Le misure proposte soddisfano senza dubbio le aspettative della Germania, ormai convinta (con colpevole ritardo) che sia inevitabile costruire un sistema di aiuto reciproco in caso di emergenza. A fronte della costituzione dell’ESM, che verrà gestito dalla BCE ma non potrà finanziarsi sul mercato come “istituzione creditizia”, la Merkel ha ottenuto l’obiettivo prefissato, ovvero l’adozione di un rigoroso controllo sui conti pubblici a garanzia degli interessi tedeschi, che non hanno la minima intenzione di veder crescere i propri tassi d’interesse a causa di Paesi “poco virtuosi”. A tal fine si è evitato accuratamente di parlare di Eurobond e condivisione del rischio di credito, nemmeno come ipotesi di lungo periodo.
Manca all’appello anche un ripensamento del ruolo della BCE, la cui politica resta al centro dibattito. Giovedì Draghi ha annunciato un ulteriore taglio del tasso di rifinanziamento principale, giunto all’1%, il cui effetto positivo è stato immediatamente compensato dalle parole dello stesso governatore in merito agli acquisti di titoli del debito, che “non sono né infiniti né eterni”. Lo spread tra i BTP ed i bund tedeschi è così tornato ad attestarsi sui 450 punti, mentre le borse sembrano essersi rassicurate dopo il Consiglio Europeo.
Ancora una volta sarà necessario aspettare il giudizio dei mercati, che a partire da lunedì dovranno valutare la credibilità delle proposte adottate.
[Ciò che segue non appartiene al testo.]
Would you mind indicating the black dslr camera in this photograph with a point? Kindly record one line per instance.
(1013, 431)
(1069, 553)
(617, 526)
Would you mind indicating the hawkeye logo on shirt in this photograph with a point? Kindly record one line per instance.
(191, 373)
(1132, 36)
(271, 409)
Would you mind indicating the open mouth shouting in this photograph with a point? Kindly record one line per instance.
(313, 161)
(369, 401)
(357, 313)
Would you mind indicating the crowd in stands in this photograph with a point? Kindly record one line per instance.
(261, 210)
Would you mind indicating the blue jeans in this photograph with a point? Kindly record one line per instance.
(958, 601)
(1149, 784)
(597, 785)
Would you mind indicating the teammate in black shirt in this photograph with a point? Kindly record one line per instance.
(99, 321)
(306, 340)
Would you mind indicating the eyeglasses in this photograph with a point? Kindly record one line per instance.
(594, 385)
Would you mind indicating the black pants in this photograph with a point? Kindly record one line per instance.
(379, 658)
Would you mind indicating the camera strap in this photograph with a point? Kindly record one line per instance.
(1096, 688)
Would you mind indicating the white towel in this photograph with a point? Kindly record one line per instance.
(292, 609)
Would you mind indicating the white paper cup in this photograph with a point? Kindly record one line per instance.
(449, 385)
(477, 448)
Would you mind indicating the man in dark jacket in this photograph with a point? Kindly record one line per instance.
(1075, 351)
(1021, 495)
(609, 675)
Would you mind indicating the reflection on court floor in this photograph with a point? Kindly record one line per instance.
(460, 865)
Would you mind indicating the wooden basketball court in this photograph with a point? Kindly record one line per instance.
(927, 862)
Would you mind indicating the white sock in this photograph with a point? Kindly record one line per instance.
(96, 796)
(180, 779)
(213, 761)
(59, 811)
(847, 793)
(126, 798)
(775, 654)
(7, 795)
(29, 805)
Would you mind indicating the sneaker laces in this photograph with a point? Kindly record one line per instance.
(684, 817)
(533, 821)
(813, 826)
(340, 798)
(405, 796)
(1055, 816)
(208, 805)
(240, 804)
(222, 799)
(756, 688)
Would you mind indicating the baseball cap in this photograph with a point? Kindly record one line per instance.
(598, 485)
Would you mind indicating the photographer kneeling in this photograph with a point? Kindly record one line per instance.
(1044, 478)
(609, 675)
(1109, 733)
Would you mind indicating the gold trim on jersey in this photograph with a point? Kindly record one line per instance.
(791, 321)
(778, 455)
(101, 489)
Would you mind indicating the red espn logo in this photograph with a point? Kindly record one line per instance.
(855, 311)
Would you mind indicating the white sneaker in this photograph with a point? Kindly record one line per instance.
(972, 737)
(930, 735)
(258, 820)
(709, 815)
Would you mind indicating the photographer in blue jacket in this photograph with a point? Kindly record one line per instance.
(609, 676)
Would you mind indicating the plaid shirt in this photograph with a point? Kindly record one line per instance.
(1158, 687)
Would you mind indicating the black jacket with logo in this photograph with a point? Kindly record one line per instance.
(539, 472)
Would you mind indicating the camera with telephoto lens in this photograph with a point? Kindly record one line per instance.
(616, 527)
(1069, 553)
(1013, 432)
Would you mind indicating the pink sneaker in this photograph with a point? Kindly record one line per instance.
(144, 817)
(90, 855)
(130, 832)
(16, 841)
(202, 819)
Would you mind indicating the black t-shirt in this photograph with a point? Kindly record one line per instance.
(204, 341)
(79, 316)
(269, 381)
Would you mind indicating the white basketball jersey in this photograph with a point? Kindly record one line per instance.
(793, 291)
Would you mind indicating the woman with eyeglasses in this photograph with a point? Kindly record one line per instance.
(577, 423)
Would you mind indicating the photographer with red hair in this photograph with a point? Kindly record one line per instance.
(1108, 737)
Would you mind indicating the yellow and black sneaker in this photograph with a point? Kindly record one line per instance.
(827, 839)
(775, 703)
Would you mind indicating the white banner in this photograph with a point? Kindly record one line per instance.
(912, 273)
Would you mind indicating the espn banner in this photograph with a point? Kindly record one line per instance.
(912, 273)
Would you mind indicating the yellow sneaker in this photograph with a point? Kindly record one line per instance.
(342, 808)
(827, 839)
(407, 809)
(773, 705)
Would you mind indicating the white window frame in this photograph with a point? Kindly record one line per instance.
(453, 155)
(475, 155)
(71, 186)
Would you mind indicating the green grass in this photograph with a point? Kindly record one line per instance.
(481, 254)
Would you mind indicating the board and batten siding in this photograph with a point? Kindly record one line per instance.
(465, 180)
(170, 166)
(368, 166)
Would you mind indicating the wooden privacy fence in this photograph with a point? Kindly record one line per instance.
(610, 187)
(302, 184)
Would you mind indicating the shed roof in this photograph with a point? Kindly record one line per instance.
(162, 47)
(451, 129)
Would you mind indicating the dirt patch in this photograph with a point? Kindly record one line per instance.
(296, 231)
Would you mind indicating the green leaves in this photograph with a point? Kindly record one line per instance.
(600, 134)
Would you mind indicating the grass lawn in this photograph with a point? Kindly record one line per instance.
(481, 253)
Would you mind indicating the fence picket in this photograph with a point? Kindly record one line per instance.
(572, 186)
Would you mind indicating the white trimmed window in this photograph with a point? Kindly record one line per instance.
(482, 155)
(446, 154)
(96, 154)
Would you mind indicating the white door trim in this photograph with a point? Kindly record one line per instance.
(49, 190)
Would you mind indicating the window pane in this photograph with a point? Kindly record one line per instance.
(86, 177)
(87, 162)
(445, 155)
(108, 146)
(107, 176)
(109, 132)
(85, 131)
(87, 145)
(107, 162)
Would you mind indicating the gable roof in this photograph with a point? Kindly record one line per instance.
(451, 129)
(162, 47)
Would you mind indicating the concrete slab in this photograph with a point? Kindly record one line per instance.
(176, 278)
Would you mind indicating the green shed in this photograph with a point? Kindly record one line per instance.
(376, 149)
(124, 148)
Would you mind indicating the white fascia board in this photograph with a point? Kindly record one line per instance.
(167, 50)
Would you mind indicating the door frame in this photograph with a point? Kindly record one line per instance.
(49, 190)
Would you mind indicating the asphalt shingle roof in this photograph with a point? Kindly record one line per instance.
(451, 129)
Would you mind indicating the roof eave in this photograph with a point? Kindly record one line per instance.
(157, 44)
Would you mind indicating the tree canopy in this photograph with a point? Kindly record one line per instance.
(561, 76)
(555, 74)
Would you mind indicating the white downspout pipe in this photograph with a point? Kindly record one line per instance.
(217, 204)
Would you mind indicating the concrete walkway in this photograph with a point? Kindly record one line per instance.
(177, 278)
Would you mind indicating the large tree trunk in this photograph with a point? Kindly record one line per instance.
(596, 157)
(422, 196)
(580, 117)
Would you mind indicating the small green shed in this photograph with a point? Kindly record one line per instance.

Le aspettative dei governanti sembrano positive, forse perché in questa occasione si è riscontrata, per la prima volta dallo scoppio della crisi dei debiti sovrani in Irlanda e Grecia, una effettiva comunione di intenti, anche se derivante da una miriade di compromessi. La divergenza del Regno Unito, in questo contesto, potrebbe rappresentare il vero fattore destabilizzante, non tanto per l’auto-esclusione dall’accordo, quanto per l’occasione persa di modificare i trattati e rendere più efficaci le misure intraprese. L’euforia del momento ricorda l’approvazione del Patto di Stabilità nel 1997, quando sembrava che le regole fossero talmente rigide da rendere impensabile ciò che si sta verificando da due anni a questa parte: quelle regole si sono dimostrate insufficienti, se non controproducenti. Appare chiaro che le “nuove” regole, che ad oggi non si discostano da quella linea, con la grande eccezione dei meccanismi di aiuto finanziario, debbano essere approfondite e dibattute, cercando però di abbandonare i personalismi nazionali, l’ultima cosa di cui c’è bisogno.